Internalizing Agency from Reflective Experience¶

Conference: ICML 2026
arXiv: 2603.16843
Code: Not publicly available
Area: LLM Agent / Long-horizon Interaction Training
Keywords: agentic LLM, reflective experience, rollback exploration, experience distillation, Pass@k

TL;DR¶

This paper proposes the LEAFE framework, which enables LLM agents to generate "failure $\to$ rollback $\to$ correction $\to$ success" experience data through reflection on failed trajectories. It then distills feedback-grounded recovery capabilities via SFT. This approach improves Pass@128 by up to 14% on long-horizon tasks such as CodeContests, WebShop, and ALFWorld, significantly outperforming outcome-driven RL methods like GRPO.

Background & Motivation¶

Background: LLMs are shifting from passive responders to autonomous agents. Common post-training methods involve RL with verifiable rewards (RLVR / GRPO)—sampling multiple rounds, assigning a scalar reward at the end, and using policy gradients to boost the probability of successful trajectories.

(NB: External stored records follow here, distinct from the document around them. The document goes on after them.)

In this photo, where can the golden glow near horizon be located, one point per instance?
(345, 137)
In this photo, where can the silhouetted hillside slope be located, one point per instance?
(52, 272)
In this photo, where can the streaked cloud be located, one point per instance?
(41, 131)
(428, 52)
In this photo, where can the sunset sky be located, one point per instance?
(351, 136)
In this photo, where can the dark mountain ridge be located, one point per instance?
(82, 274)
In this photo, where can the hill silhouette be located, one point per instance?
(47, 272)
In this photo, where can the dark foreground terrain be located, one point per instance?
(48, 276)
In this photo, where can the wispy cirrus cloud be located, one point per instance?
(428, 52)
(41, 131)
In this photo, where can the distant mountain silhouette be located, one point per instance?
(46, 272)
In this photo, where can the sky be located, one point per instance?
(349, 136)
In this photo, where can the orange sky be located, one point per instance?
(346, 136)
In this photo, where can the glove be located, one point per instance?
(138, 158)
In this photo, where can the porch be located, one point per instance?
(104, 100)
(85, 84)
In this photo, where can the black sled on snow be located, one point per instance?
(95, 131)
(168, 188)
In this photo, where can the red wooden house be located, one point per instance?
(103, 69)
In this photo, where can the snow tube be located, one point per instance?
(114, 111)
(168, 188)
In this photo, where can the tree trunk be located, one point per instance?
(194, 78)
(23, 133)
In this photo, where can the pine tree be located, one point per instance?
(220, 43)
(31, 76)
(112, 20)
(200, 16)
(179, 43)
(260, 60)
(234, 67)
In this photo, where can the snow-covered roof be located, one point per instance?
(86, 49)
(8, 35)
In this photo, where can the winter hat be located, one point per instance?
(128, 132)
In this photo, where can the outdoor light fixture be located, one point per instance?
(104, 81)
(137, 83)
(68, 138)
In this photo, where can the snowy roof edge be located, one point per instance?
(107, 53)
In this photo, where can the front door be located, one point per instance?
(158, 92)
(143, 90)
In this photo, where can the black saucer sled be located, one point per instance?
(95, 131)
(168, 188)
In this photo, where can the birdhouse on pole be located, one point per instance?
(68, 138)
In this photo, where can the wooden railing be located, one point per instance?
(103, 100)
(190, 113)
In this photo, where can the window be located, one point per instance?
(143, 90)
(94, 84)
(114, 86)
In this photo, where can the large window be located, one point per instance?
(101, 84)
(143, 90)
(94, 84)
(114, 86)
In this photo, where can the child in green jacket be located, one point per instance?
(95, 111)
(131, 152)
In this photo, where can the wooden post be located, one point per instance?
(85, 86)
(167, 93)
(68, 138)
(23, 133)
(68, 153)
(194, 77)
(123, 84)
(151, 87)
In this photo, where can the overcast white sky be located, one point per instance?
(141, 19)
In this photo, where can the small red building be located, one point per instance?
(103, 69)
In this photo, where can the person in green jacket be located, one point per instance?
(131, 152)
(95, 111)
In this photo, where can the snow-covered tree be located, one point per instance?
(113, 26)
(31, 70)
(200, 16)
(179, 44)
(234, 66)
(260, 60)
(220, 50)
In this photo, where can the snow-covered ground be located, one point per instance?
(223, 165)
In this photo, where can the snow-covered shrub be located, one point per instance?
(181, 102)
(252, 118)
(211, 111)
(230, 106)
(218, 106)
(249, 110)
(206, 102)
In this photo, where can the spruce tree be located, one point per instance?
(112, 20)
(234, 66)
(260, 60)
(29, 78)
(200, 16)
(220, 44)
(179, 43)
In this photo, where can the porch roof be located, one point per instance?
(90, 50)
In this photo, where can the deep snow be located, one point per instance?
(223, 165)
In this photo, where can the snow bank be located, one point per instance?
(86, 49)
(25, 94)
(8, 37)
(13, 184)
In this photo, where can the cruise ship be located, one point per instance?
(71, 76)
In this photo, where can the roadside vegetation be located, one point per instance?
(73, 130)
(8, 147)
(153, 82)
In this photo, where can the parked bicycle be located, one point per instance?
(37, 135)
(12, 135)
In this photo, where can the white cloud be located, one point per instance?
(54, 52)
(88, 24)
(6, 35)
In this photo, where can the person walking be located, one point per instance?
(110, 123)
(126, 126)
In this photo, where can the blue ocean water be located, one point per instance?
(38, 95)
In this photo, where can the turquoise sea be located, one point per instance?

Limitations of Prior Work: In long-horizon interaction scenarios, the information density of end-of-episode scalar rewards is extremely low. Most rollouts receive no reward, and updates are dominated by the few samples that were already successful. Consequently, the model only learns to perform "what it already knows" more stably; rich environmental feedback (error messages, state transitions, compilation errors) at each step is compressed into 0/1 signals and discarded. This results in distribution sharpening: Pass@1 increases while Pass@1024 plateaus or even decreases.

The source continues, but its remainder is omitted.